Dzięki magdziol
Dzisiaj mieliśmy wizyte u wet. W zasadzie to nic się nie zminiło jakoś Kredzia ładnie reaguje na leki i wogóle no ale tabletkami serca nie wyleczysz....niestety. Poprawił sie tylko jej komfort. Łyka ich chyba z 5 rodzai. Łukasz to ogarnia i mamy nawet takie specjalny pojemnik co rano po południu wieczorem...emerytka nasza
wczoraj napędziła nam za to stracha poniewaz zaczęła tak rzęzić i chodzic jak do wymiotów męczyła się strasznie nic nie chciała jeść no i w związku z tym również wieczornej porcji tabletek. jak dwie jej dałam to zwymiotowała.Musiała byc to jednak niestrawność czy coś bo dzisiaj ok a wet powiedziała że to nie są objawy sercowe...
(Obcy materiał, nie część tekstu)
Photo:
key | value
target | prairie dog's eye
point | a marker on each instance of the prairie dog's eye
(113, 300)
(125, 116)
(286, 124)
Ogólnie nie za bardzo też chce chodzić najlepiej tylko w domu i miziaj mnie po brzuchu więc chyba ją boli ten brzuszek. Ostatnio trochę urósł i tak jakoś sie wacha ten rozmiar ale woda się zbiera ewidentnie. Od jutra zwiększone dawki wiec może jakoś znowu się poprawi...
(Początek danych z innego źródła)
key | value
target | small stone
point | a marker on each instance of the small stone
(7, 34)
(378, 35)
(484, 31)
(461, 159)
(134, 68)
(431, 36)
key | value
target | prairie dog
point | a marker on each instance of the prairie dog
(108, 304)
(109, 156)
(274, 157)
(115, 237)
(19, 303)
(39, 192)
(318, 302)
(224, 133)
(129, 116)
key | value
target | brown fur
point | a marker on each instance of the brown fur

Psiaki natomiast śpią w jendym łóżku swoim posłanku na hot doga takiego albo w poprzek zalezy

Cieszę się bardzo że ten Tyrion tak do niej ok. Wczoraj podchodził do niej i ja lizał trochę jak tak się męczyła z tymi wymiotami...A wogóle nie wiem czy pisałąm że Kreda aportuje?????

rzucam dwie zabawki jeden przynosi jedną drugi drugą taki myk

zdjęcia jutro bo ostatnio nie ogarniam czasowo niczego. Pozdrawiamy fanów!!!